Медицинская наука тогда пребывала в зачаточном состоянии, и лечение предлагалось крайне ограниченное. Непредсказуемость течения и прогнозов чахотки ставила докторов в тупик – некоторые люди умирали через несколько месяцев, другие вдруг выздоравливали без лечения, а кто-то жил полноценной жизнью, иногда прерываемой приступами слабости. Больные молили о врачебном вмешательстве и дрожащими руками цеплялись за малейший проблеск надежды. Но лечение было так же непредсказуемо, как сама болезнь, и, возможно, мало на неё влияло. Несмотря на это, в моду постоянно входили те или иные процедуры. Врачи обширно применяли кровопускание, шпанскую мушку, горчичники и банки, примочки, припарки и ингаляции. Полагали, что дело может быть в образе жизни, и рекомендовали больным физические упражнения – порой им помогали лыжи, верховая езда, прогулки или морские купания. Находились сторонники глубокого дыхания, игры на флейте и пения. Другие эскулапы утверждали, что главное – это отдых, и больным прописывали постельный режим на долгие месяцы или годы, зачастую в жаркой комнате, где нельзя было даже открыть окно. Элизабет Барретт [32]провела в кровати много лет, пока Роберт Браунинг [33]не увёз её в Италию, где ей неожиданно стало лучше!
Питание важно при любом лечении, и модные диеты сменяли друг друга с пугающей частотой. Некоторые доктора советовали строгие ограничения (сейчас бы назвали это лечебным голоданием), и сёстры Бронте почти наверняка страдали от недоедания, предписанного отцом и его врачами. Другие предлагали рацион, богатый мясом, потрохами, тёплой кровью животных, жирами, сливками, рыбой, яйцами или молоком – ослиным, козьим, верблюжьим, овечьим и человеческим (последнее употреблялось в США вплоть до начала ХХ века). Все продукты по очереди получали признание.
Но данные методы не учитывали заразности туберкулёза. Врачи не рекомендовали никаких особых мер предосторожности при уходе за умирающим. Напротив, считалось, что больных надо держать в жарких душных комнатах, где никогда не открывали окна.
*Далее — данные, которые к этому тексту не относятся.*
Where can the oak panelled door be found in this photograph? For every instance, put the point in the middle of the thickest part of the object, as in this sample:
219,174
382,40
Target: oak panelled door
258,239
Есть множество свидетельств того, как любящие родители или братья и сёстры дни и ночи проводили в одной комнате или даже одной постели с чахоточными. Миллионы людей, у которых не было ни единого симптома болезни, на самом деле являлись её переносчиками.
Если все деньги мира не в силах защитить богатых от туберкулёза, что же было с бедняками? Они не могли позволить себе ни роскошных гостиниц на юге Франции или в Швейцарских Альпах, ни даже визита ко врачу. Они с трудом наскребали на аспирин или выпрашивали выходной. Потеря работы вела к нищете, поэтому они работали, пока не умирали.
В промышленных городах (в Англии, а потом в Европе и Америке) замёрзшие, голодные мужчины, женщины и дети работали по двенадцать и более часов в сутки в душных, зловонных цехах, а по ночам возвращались в дома, санитарно-гигиенические условия которых мы даже не можем вообразить. Инфекция распространялась с чудовищной скоростью и прогрессировала из-за недостаточного питания и изнуряющего труда.
В предыдущие столетия детский труд считался в Европе обычным делом. С середины XVIII века в промышленной Европе детей заставляли по двенадцать и более часов работать в душных запертых помещениях. Королевская комиссия по детскому труду на производстве в 1843 году пишет, что семи– и восьмилетние дети «отстают в росте, выглядят бледно и болезненно; самые распространённые заболевания у них – расстройство пищеварительной системы, искривление позвоночника, деформация конечностей и заболевания лёгких, приводящие к чахотке». Количество смертей от туберкулёза среди этих ребятишек даже не учитывалось. Это были дети бедняков или взятые из работных домов, нежеланные, беззащитные и легко заменяемые.
В закрытых работных домах, обитателям которых не позволялось выходить на улицу, болезни были неотъемлемой частью жизни. Единственным свидетельством о туберкулёзе в работном доме, которое мне удалось найти, была запись из Кента, где в 1884 году все семьдесят восемь мальчиков страдали от туберкулёза, а среди девяноста четырёх девочек здоровы были только три. Неизвестно, сколько из них умерло, но, скорее всего, многие. Разумеется, чем хуже условия жизни, тем тяжелее последствия заражения туберкулёзной палочкой. Зафиксировано, что в еврейском гетто в Вене в разгар эпидемии было заражено сто процентов населения, из них двадцать процентов скончалось. Богатые жители Вены боялись и близко подходить к этому району.